Au moment où un accord est intervenu au Conseil de Sécurité afin de faire cesser les combats et rechercher un règlement politique "durable", on est en droit de se demander s'il n'est pas trop tard pour modifier l'inéluctable cours de l'Histoire au Proche-Orient.
Ces cinquante dernières années n'y ont été en effet qu'une suite d’affrontements, de guerres ouvertes ou larvées qui rappellent étrangement la Pharsale de Lucain[1]: " Des guerres plus que civiles, l'apparence du droit donné au crime lui même, le crime se revêtant du droit, toutes les forces mélangées du monde s'affrontant dans un commun désastre."
Rien ne semble pouvoir briser cet enchaînement implacable, chacun voyant dans l'autre l'ennemi à détruire, chacun étant le terroriste de l’autre, qualifié d'islamiste intégriste ou d'Etat terroriste. La notion d'agresseur agressé perd toute pertinence, tant il est vrai qu'il existe des deux cotés une protohistoire qui justifie aux yeux de chaque partie l'utilisation de la force pour effectuer des représailles !

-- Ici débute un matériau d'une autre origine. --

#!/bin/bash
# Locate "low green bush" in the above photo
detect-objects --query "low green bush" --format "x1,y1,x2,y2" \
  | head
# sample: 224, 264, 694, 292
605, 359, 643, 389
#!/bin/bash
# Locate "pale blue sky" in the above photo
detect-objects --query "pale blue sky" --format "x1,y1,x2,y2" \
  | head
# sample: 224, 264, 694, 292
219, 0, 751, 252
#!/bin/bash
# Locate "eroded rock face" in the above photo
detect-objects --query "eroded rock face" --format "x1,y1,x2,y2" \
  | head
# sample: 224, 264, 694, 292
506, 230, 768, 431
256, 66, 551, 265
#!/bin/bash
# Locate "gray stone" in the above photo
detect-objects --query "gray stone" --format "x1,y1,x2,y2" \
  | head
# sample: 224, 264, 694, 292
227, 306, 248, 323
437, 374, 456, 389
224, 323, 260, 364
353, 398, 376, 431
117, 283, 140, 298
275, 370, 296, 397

Certes, il y eut des moments d'intenses espoirs, engendrés par les accords de Camp David (1978) ou d'Oslo (1993), qui ont semblé pouvoir conjurer le sort et arrêter la machine infernale, mais aujourd'hui, après l'Intifada et un mois de guerre, tout semble irrémédiablement consommé. Cette nouvelle guerre entre Juifs et Arabes a fait prendre à ce conflit une toute nouvelle dimension dont il n'est pas certain que Tel Aviv et Washington en aient appréhendé toutes les conséquences.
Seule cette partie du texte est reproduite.